Speech is becoming a more attractive interface for mobile devices since it can overcome the input limitations of these small devices. Moreover, speech is a direct, intuitive interface that requires no learning and it is safer for multitasking users. And with the proliferation of web content - from business searches, mapping services, and game applications - it makes sense to combine, or mash up, speech interfaces with web services.

However, mobiles have limited computational capabilities to perform speech processing tasks including automatic speech recognition and text-to-speech conversion that are required for speech interfaces, especially when large vocabularies or high- quality synthesis is involved. One popular solution is to move the speech processing resources into the network by concentrating the heavy computation load in server farms. Some successful services exploit this approach, but to date, these services perform a single specific task and it is unclear how easily these services can expand to perform other tasks, nor is it known whether they can scale to accommodate large deployments.
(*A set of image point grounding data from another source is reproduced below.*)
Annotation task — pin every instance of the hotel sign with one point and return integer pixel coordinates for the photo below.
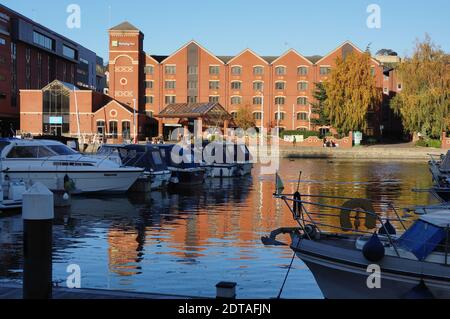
(122, 44)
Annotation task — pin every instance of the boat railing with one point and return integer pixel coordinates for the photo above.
(303, 215)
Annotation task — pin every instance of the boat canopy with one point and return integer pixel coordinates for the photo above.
(445, 165)
(184, 153)
(143, 156)
(426, 234)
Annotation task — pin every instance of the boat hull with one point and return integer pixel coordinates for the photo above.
(111, 181)
(343, 273)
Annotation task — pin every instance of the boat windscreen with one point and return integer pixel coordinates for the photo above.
(421, 239)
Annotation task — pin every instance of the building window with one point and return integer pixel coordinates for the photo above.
(170, 99)
(236, 100)
(192, 84)
(149, 84)
(258, 86)
(43, 41)
(302, 116)
(325, 70)
(214, 99)
(149, 69)
(113, 133)
(69, 52)
(257, 116)
(280, 100)
(101, 128)
(258, 70)
(302, 70)
(236, 85)
(257, 100)
(280, 70)
(236, 70)
(149, 99)
(192, 70)
(170, 85)
(192, 99)
(214, 85)
(280, 86)
(302, 86)
(214, 70)
(302, 100)
(171, 69)
(126, 130)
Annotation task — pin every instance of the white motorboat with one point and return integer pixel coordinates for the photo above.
(147, 157)
(57, 166)
(353, 262)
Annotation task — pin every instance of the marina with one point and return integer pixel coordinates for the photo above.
(150, 242)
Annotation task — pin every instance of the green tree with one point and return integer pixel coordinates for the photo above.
(351, 92)
(319, 108)
(423, 103)
(244, 118)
This tutorial address the real-world challenges to speech-enable mobile applications by introducing a novel approach that leverages web services and cloud computing making easier to combine web content with a speech interface. We show how to integrate automatic speech recognition, text-to- speech synthesis, natural language understanding and multimodal understanding technologies into multimodal mobile services. We also provide an overview of multimodal user interfaces, an introduction to speech recognition and speech synthesis, some element of gesture recognition, and a detailed description of how to integrate multimodal interfaces and web services with the most popular mobile application environment with applications for voice search. The tutorial examples are based on a publicly available speech mashup portal and will allow students, researchers, and speech practitioners to experiment with variety of mobile multimodal services by exploiting industrial-strength speech processing technology.

Outline

Introduction
1. Definition of multimodality
2. Multimodal interfaces
3. Multimodal integration and understanding
4. Overview of speech recognition, text-to-speech synthesis, and gesture recognition techniques
5. Multimodal mobile examples
The web as platform

Web services
Web mashups
Cloud computing

Merging speech and web services

Speech mashups
Speech over the data network
REST-based APIs
Speech mashups portal
Examples of iPhone-based multimodal applications

Applications

Multimodal browser for iPhone
Step-by-step example

Voice search

Survey of recent work on voice search
Language modeling for voice search
Example of voice search service with speech mashup

Challenges and future directions

Cloud computing for speech processing
Personalization and adaptation
Multimodal output generation

Material to be Distributed

The material will include: tutorial slides, downloadable code examples for iPhone, BlackBerry and other mobile phones, multimodal browser prototype for iPhone, and accounts for the AT&T Speech Mashup portal to test the tutorial examples.

Biography

Giuseppe Di Fabbrizio is a Lead Member of Research Staff in the IP & Voice Services Research Laboratory at AT&T Labs - Research in Florham Park, NJ. During his career, he has conducted research on multimodal and spoken dialog systems, conversational agents, natural language generation, multimodal and speech system architectures, platforms and services, publishing several conference and journal papers on these subjects. He was instrumental in the development and deployment of the AT&T VoiceTone® Dialog Automation product for the AT&T business enterprise customers and the recipient of the 2008 AT&T Science and Technology Medal Award for outstanding technical innovation and leadership in the advancement of spoken language technologies, architectures, and services. Di Fabbrizio is a senior member of the Institute of Electrical and Electronics Engineers (IEEE), an elected member (2009-2011) of the IEEE Signal Processing Society's "Speech and Language Processing Technical Committee" (SLTC) in the area of dialog systems, serves as editor of the SLTCs quarterly newsletter, and contributes as a program committee member and technical reviewer for numerous international conferences, journals, and workshops. Prior joining AT&T, he worked as a Senior Researcher at Telecom Italia Lab (formerly CSELT, now mostly Loquendo).